Route information
- Maintained by ArDOT
- Length: 15.28 mi (24.59 km)
- Existed: July 10, 1957–present

Major junctions
- South end: AR 115 north of Pocahontas
- North end: Route P at the Missouri state line in Warm Springs

Location
- Country: United States
- State: Arkansas
- Counties: Randolph

Highway system
- Arkansas Highway System; Interstate; US; State; Business; Spurs; Suffixed; Scenic; Heritage;
| ← AR 250 |  | → AR 252 |

= Arkansas Highway 251 =

State highway in Arkansas, United States

Highway 251 (AR 251, Ark. 251, and Hwy. 251) is a north–south state highway in Randolph County, Arkansas. The highway begins near Pocahontas and runs north to the Missouri state line. The route is maintained by the Arkansas Department of Transportation (ArDOT).

==Route description==
Highway 251 is a two-lane undivided highway. No segment of Highway 251 has been listed as part of the National Highway System, a network of roads important to the nation's economy, defense, and mobility.

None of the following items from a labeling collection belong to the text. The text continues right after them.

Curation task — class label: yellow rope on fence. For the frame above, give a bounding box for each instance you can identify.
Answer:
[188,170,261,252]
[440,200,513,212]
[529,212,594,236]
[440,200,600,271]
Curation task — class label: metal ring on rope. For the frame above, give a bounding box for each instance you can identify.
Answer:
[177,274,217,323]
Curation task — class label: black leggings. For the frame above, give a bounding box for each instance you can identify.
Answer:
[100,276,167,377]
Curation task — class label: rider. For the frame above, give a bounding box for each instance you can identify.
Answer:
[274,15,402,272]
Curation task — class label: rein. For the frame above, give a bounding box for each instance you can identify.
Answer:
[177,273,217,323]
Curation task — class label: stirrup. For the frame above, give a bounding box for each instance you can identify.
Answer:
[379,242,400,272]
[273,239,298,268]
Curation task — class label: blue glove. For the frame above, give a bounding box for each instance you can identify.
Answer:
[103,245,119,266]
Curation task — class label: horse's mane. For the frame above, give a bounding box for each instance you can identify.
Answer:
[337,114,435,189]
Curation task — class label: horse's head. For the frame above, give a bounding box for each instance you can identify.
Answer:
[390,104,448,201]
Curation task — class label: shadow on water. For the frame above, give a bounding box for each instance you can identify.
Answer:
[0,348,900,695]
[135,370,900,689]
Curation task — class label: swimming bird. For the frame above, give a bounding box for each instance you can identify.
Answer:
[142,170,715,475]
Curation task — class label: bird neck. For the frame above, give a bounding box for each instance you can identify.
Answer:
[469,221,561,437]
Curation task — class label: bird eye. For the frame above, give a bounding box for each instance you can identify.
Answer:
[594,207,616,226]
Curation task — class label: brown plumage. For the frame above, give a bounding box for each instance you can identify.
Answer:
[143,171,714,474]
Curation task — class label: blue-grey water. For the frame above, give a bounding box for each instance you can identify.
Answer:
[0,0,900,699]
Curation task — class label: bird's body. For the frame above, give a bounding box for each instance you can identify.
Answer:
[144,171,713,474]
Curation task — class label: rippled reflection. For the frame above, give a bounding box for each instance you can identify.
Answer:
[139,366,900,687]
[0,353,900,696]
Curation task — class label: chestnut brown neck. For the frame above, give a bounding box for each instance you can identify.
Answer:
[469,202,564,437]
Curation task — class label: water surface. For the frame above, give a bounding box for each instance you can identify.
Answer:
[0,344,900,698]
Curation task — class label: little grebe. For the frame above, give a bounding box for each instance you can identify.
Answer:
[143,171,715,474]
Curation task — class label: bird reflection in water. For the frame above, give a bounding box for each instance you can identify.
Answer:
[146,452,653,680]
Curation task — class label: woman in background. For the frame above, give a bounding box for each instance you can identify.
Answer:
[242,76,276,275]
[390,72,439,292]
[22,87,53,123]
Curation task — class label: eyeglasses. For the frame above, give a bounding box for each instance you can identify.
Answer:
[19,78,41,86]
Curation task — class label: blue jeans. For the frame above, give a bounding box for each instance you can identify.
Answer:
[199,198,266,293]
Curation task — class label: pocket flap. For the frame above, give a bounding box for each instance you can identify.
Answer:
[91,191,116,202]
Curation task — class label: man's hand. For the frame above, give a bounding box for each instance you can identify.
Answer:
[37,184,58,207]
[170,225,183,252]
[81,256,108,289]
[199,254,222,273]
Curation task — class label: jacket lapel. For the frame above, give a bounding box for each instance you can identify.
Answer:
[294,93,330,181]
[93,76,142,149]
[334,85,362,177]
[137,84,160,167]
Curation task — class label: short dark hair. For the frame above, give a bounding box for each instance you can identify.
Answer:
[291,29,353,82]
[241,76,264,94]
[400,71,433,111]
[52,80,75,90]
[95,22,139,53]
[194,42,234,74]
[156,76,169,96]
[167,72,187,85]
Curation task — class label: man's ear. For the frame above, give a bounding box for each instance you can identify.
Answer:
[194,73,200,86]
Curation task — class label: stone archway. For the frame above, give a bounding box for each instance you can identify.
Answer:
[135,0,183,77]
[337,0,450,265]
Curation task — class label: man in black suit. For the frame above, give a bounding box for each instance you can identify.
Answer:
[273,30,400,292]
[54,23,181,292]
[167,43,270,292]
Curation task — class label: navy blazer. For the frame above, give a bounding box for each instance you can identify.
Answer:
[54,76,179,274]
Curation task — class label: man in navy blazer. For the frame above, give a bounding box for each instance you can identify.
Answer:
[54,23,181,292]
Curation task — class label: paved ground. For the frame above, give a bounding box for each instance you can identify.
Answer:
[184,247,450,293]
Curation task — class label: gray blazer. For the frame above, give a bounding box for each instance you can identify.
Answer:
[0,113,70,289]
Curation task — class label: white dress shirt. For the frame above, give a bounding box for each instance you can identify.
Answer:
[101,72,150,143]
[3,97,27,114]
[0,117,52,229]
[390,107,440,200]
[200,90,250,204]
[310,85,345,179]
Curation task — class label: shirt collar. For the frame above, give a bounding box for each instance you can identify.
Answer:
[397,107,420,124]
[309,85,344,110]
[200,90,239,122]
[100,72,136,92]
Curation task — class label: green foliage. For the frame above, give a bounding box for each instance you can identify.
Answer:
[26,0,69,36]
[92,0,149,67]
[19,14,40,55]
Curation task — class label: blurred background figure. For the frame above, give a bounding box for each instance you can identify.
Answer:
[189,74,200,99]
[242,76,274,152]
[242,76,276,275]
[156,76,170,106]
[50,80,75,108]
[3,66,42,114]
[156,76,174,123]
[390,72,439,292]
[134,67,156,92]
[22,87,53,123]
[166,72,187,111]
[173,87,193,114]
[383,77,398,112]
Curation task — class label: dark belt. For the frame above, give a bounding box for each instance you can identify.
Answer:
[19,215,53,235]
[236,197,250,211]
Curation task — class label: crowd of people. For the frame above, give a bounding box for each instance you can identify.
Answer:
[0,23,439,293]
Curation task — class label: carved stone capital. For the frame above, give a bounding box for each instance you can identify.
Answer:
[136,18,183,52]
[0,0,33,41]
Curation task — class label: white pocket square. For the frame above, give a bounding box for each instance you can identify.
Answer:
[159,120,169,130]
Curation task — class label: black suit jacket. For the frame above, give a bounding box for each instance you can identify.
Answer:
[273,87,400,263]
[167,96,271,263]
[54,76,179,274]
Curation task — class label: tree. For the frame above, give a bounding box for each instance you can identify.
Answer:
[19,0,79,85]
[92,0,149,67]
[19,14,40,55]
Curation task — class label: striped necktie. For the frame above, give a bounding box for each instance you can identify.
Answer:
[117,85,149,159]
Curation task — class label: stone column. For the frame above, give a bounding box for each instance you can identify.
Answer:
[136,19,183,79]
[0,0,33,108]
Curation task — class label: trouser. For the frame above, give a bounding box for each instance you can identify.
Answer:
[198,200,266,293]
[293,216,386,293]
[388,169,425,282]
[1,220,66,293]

Highway 251 begins north of Pocahontas in Randolph County in a transition zone between the Arkansas Delta and Ozark Mountains. Running north from the southern terminus at Highway 115, the highway travels through a rural area, with homes becoming more sparsely distributed as it continues north. Highway 251 serves as a terminus for two minor state highways on the path north, and passes near the Robert L. Hankins Mud Creek Wildlife Management Area. Continuing north, the highway passes through the unincorporated community of Warm Springs near the Missouri state line, where the highway terminates. The roadway continues north as Missouri supplemental route P.

==Major intersections==

| Location | mi | km | Destinations | Notes |
| ​ | 0.0 | 0.0 | AR 115 – Maynard, Pocahontas | Southern terminus |
| ​ | 5.14 | 8.27 | AR 328 east – Maynard |  |
| Ingram | 7.54 | 12.13 | AR 231 west |  |
| ​ | 15.28 | 24.59 | Route P | Northern terminus |
1.000 mi = 1.609 km; 1.000 km = 0.621 mi

==History==
Highway 251 was created on July 10, 1957, by the Arkansas State Highway Commission during a period of expansion in the state highway system. The Arkansas General Assembly passed the Act 148 of 1957, the Milum Road Act, creating 10-12 mi of new state highways in each county. It started at Highway 115 and ran north for 12 mi toward Warm Springs. It was extended to the state line on June 29, 1960.